BLUEFIELD, W.Va (WVVA) - WVVA is helping to answer your questions about small business. Joining us every Wed. at 5 p.m. is John O'Neal, the Executive Director of the Development Authority of Mercer County,
WVVA: John, the first week of a new month often means release of economic data by various government agencies. What do you have for us today?
O'Neal: That's right. We received the latest employment numbers from Workforce West Virginia, as well as the January Revenue numbers from the Governor's Office.
The employment situation seemed to stabilize at the end of December. The unemployment rate was 6.3%, which was exactly the same as the previous month. The number of unemployed West Virginians seeking benefits remained at about 48,600.
We are seeing a slow and steady recovery from the restrictions imposed on business operations during the COVID pandemic. By comparison, during the most restrictive period of the pandemic, unemployment had jumped to 16%, with 124,000 West Virginians unemployed.
West Virginia small business has been resilient. Most employers have managed to adapt and keep their employees on the payroll. Including some that benefited from federal loans through the Paycheck Protection Program. It will be interesting to see if President Biden's proposal to extend and enhance unemployment benefits affect employment decisions.
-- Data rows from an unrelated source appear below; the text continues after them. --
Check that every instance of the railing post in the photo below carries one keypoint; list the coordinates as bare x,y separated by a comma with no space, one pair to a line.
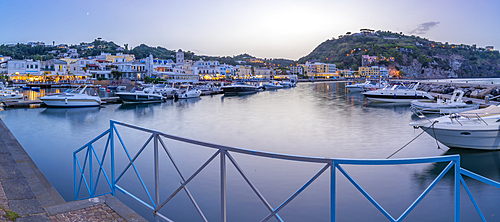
332,191
157,172
74,175
112,150
457,190
223,185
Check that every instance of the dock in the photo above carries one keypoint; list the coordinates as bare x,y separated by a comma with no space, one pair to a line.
27,195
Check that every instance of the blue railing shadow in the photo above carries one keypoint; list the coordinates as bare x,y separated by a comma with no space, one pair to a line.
154,203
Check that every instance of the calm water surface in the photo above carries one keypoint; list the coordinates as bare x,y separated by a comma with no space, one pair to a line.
313,119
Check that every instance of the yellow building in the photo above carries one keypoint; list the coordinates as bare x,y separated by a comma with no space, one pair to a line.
373,71
243,72
323,70
119,57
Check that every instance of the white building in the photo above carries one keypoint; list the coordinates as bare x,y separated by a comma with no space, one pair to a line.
179,57
23,67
WVVA: Revenue numbers for January were released from the Governor's Office. What do they tell us?
O'Neal: Gov. Jim Justice announced Monday that January tax collections were $46.6 million ahead of estimates. Following a strong January, West Virginia heads into the final five months of the fiscal year with year-to-date revenue collections at $173 million above projections.
The West Virginia Senate Finance Committee released data showing personal income tax collections were $26.5 million better than expected in January. Severance taxes were $8.2 million above estimates while consumer sales tax collections were on target.
Governor Justice said the state is in a strong position when it comes to cash flow. It appears that the state has made prudent financial decisions with CARES Act money, including spending a portion to replenish the state's unemployment compensation fund.
WVVA: That is great news! Why is it important that the Governor used some CARES Act funds to subsidize the unemployment compensation fund?
O'Neal: There continues to be many worthy demands on the Governor for disbursing funds from the federal CARES Act. By dedicating a portion to the unemployment compensation fund, he has kept the fund solvent, preventing a massive rate increase to small business owners. This makes it easier for small business owners to stay open, and keep their employees on the payroll.
The revenue surplus will likely play a key role in the upcoming 60-day legislative session that begins Feb. 10.